The user can now monitor arbitrary expressions in the "Watch Variables" window (not just variables, as it was the case up until now). For example you can watch for things such as argv[1], or x * y. (Function calls are supported but I would recommend extreme care in using them; calling arbitrary code in the debugged target may yield some rather interesting effects).

Another new feature is the ability to "map" source and library paths. For example, lets assume that you built your code in /home/joe/cool_project but later moved the source code to /home/joe/cool_source. The debug information inside the binary will still point to /home/joe/cool_project. ZeroBUGS allows you to work around this by setting an environment variable like this:

export ZERO_PATH_MAP="/home/joe/cool_project:/home/joe/cool_source;"

When the debugger encounters source file information prefixed by /home/joe/cool_project it will replace it with /home/joe/cool_source.

You may specify an unlimited number of such pairs, separated by a semicolon. I have uploaded new builds for Ubuntu (32 and 64 bit) and Fedora Core 8 (32bit) this morning, and will update the others over the next week or two.
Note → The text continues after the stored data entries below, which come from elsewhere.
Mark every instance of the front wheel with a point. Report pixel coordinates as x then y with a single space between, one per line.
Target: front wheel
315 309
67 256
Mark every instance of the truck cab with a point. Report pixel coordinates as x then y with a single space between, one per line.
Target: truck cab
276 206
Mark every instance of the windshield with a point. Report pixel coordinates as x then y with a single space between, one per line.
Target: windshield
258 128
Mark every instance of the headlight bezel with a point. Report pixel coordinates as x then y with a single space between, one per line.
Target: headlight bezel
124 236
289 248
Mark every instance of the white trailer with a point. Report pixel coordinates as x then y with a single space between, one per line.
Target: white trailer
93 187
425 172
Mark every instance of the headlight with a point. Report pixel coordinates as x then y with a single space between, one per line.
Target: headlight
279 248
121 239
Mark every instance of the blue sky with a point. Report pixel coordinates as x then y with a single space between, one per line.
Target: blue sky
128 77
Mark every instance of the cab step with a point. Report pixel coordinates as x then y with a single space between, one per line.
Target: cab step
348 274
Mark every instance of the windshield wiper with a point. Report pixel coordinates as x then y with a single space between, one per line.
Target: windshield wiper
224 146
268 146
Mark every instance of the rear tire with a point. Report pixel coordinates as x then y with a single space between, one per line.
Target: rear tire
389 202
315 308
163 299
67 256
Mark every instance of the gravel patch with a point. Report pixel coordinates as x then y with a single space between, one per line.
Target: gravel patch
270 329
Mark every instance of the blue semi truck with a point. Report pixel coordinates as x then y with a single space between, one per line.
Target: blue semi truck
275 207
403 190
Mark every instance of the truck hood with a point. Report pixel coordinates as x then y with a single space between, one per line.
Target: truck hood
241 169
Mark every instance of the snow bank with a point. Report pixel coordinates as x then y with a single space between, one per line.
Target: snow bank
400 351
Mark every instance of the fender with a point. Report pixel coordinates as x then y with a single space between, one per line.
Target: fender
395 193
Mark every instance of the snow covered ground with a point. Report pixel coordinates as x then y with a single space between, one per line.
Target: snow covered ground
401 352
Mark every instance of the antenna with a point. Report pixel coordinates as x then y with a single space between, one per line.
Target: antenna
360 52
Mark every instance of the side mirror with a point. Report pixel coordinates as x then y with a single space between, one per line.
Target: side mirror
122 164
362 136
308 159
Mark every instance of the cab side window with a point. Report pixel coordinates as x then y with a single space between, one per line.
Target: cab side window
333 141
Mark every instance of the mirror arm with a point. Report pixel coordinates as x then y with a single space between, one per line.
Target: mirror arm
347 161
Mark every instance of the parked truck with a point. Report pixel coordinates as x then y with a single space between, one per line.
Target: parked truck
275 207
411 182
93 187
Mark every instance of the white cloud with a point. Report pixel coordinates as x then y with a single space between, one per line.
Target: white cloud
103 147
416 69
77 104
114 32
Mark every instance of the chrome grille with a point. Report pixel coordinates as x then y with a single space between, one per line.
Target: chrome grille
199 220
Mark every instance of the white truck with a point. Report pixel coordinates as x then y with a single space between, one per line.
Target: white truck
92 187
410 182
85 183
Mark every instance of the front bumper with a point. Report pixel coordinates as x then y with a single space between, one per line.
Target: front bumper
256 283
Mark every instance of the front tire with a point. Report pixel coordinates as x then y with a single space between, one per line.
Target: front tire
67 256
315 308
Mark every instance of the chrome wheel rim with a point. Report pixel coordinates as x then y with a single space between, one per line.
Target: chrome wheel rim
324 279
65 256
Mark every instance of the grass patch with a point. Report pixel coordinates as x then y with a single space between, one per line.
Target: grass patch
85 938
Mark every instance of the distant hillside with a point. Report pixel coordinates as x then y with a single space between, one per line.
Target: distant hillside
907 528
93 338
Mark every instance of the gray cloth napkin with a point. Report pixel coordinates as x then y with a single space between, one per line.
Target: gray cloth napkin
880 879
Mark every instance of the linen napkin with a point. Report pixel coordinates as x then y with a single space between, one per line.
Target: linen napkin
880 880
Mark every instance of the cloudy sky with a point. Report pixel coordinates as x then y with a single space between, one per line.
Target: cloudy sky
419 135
And the total number of code lines has dropped from 142,992 as reported at the end of December, down to:

Total Physical Source Lines of Code (SLOC) = 139,824
Development Effort Estimate, Person-Years (Person-Months) = 35.80 (429.61)
(Basic COCOMO model, Person-Months = 2.4 * (KSLOC**1.05))
Schedule Estimate, Years (Months) = 2.09 (25.03)
(Basic COCOMO model, Months = 2.5 * (person-months**0.38))
Estimated Average Number of Developers (Effort/Schedule) = 17.16
Total Estimated Cost to Develop = $ 4,836,180
(average salary = $56,286/year, overhead = 2.40).
SLOCCount, Copyright (C) 2001-2004 David A. Wheeler
SLOCCount is Open Source Software/Free Software, licensed under the GNU GPL.
SLOCCount comes with ABSOLUTELY NO WARRANTY, and you are welcome to
redistribute it under certain conditions as specified by the GNU GPL license;
see the documentation for details.
Please credit this data as "generated using David A. Wheeler's 'SLOCCount'."



The decrease is mainly due to code refactoring and to removal of unsuccessful experimental features.